There are another two hours of teaching in the afternoon. At 2.30 pm, the school bell rings. Kru June is the one who rings it. It is a simple bell she hits a couple of times with a stick. There is a gaggle of grannies in sarongs waiting at the gates to take their wards home. A young father or two comes by on a motorbike to pick up the kindergarten kids.
And Kru June is gone too. She does not spend a single extra minute at the school. Always the last to arrive and first to leave.
It is the school director who confides in me.
"Kru June lives with her 83-year-old mother who is in the final stages of cancer of the kidney," he says. "She must look after her on her own. Three times a week she takes her bedridden mother to the local hospital, about 20km away, to put her mother on a haemodialysis machine."

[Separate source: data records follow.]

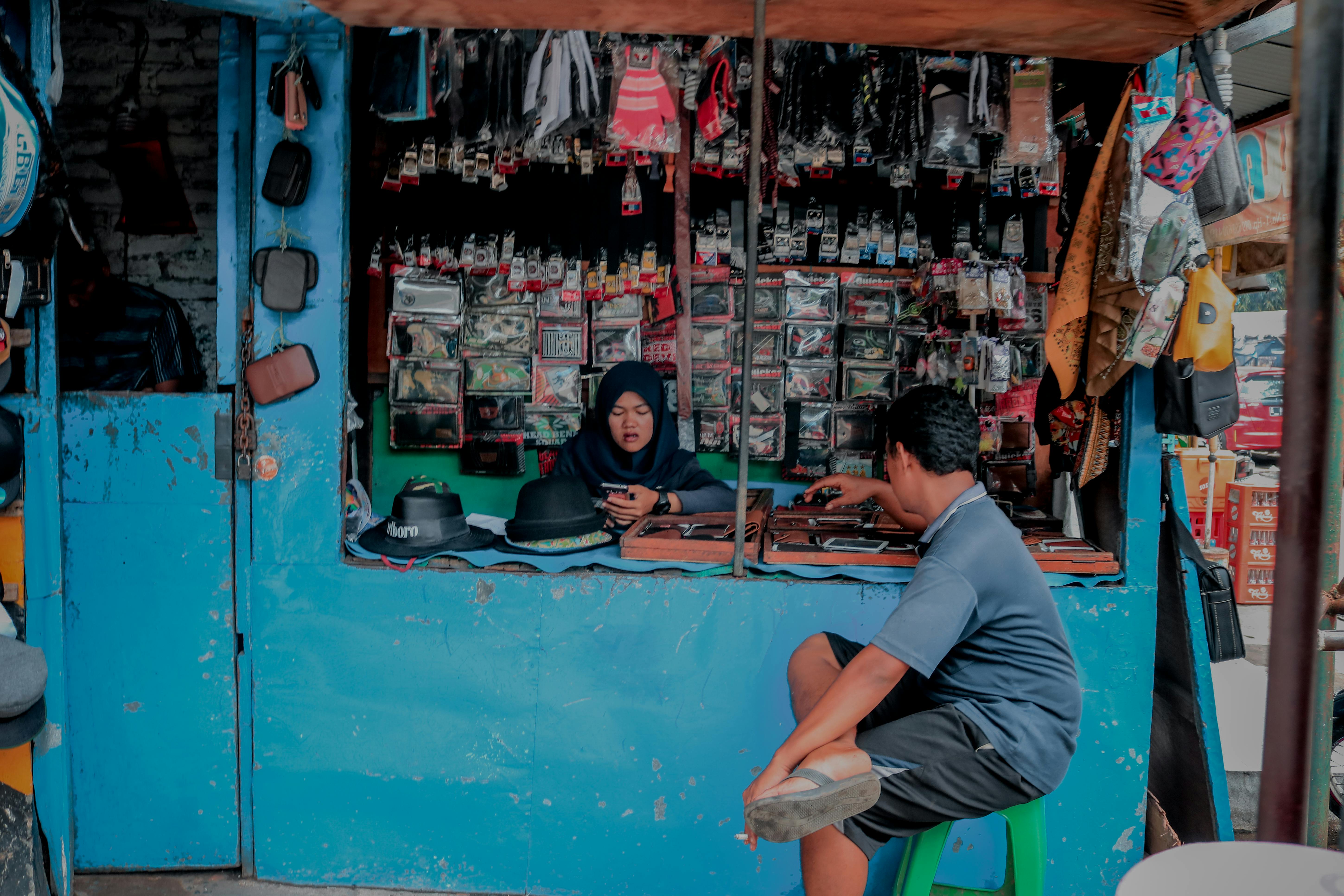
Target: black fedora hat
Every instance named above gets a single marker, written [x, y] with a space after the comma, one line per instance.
[554, 507]
[11, 457]
[427, 519]
[23, 678]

For the rest of the time, he reveals, she must be constantly by her side, bathing her, feeding her, giving her medicine, making sure her mother is as comfortable as possible.
This in itself is a full-time job, the director tells me. But there is more.
Kru June's husband, a local government official, was last year diagnosed with cancer of the larynx. Just last month he had his voice box removed; he can no longer talk. He, too, spends his time in hospital battling the cancer, and the prognosis is not good.
Somehow Kru June manages to split her time between caring for her dying mother and her dying husband -- and those 35 kids she teaches with nothing more than her bare hands. She can be as late as she likes.